It’s common knowledge that you should always try to back up your files in more than one place. For the longest time I’ve been backing up my files to only my google drive and while I think google drive is very reliable it did make me feel a little uneasy that my files were only stored in one place.

That is why yesterday I decided to start backing up my google drive to another cloud storage provider. There are a lot of tools out there that can do the job for you but they’re often paid or have some kind of limit to how many files you can transfer. That’s why I was happy to find a tool that was open source and could be used with a lot of different cloud providers.

Rclone is very well documented and I think anyone that’s able to use the command line should be able to figure it out. If you want to try it out for yourself you can head over to https://rclone.org/ and follow their very comprehensive documentation. If you’d like to know how I did it please keep reading. I did this on a windows machine but it should work just as well on any other platform.

First thing I did was download the rclone binary from the website and add it to my environment variables. This allowed me to access the program from powershell. You can simply type:

rclone

And you’ll get a list of available options.

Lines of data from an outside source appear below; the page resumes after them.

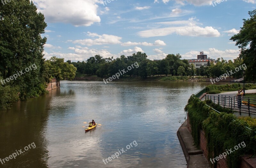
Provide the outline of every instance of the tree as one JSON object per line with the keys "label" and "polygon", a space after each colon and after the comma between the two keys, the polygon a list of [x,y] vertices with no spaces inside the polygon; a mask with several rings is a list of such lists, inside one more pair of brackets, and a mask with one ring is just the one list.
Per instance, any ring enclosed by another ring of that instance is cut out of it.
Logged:
{"label": "tree", "polygon": [[160,72],[161,74],[167,76],[170,72],[170,66],[169,63],[166,59],[161,61],[160,62]]}
{"label": "tree", "polygon": [[3,78],[24,72],[34,64],[37,67],[8,84],[18,88],[21,99],[46,91],[44,78],[48,75],[43,52],[46,38],[41,35],[47,25],[44,15],[37,11],[30,1],[11,1],[0,5],[0,72]]}
{"label": "tree", "polygon": [[244,60],[247,68],[245,71],[246,80],[256,80],[256,10],[250,11],[250,18],[243,19],[244,25],[239,33],[230,40],[235,42],[236,45],[240,50],[239,57]]}
{"label": "tree", "polygon": [[193,77],[193,79],[194,79],[194,75],[196,73],[196,69],[195,68],[195,65],[193,64],[191,64],[190,65],[190,75]]}
{"label": "tree", "polygon": [[52,76],[55,77],[58,80],[72,80],[75,78],[76,68],[73,64],[64,62],[64,58],[53,57],[46,62],[50,66],[49,69]]}
{"label": "tree", "polygon": [[183,74],[185,73],[185,68],[182,66],[180,66],[177,70],[177,73],[178,75],[183,76]]}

The first thing you want to do is configure the services you’re going to use. You can do this by typing:

rclone config

Which will give you an interactive menu which leads you through the process of adding and removing services. To create a new service you simply type n and hit enter. You’ll give the services a name and choose which cloud storage provider you want to use. In my case google drive. After that you’ll get a prompt telling you that it’s recommended to configure your own google application client id. You can skip this step if you want and just accept the default but since I didn’t want to run into any limitations I opted to configure my own client id and secret so I wouldn’t run into any limitations. After that you can hit enter through the rest of the process and accept all the defaults.

Now that we’ve got google drive configured we can configure the other cloud storage provider which is pretty much the same process only this time I called the service stack and chose webdav as the storage type since this is what stack is using.

With both services configured we can start transferring files from one storage provider to the other. Because I want to move my files from google drive to stack I used the following command:

rclone sync googledrive: stack:googledrive -P

What this does is sync the root of my google drive to a folder called googledrive in my stack. The -P flag is used to show the current progress because it doesn’t show any progress by default. If you don’t specify a path it will transfer the files to the root of that service which is something you probably don’t want so make sure to specify a path where you want the files to be placed.

This made it really easy for me to transfer all my files from my google drive to my stack and it should also be really easy for me to automate in the future.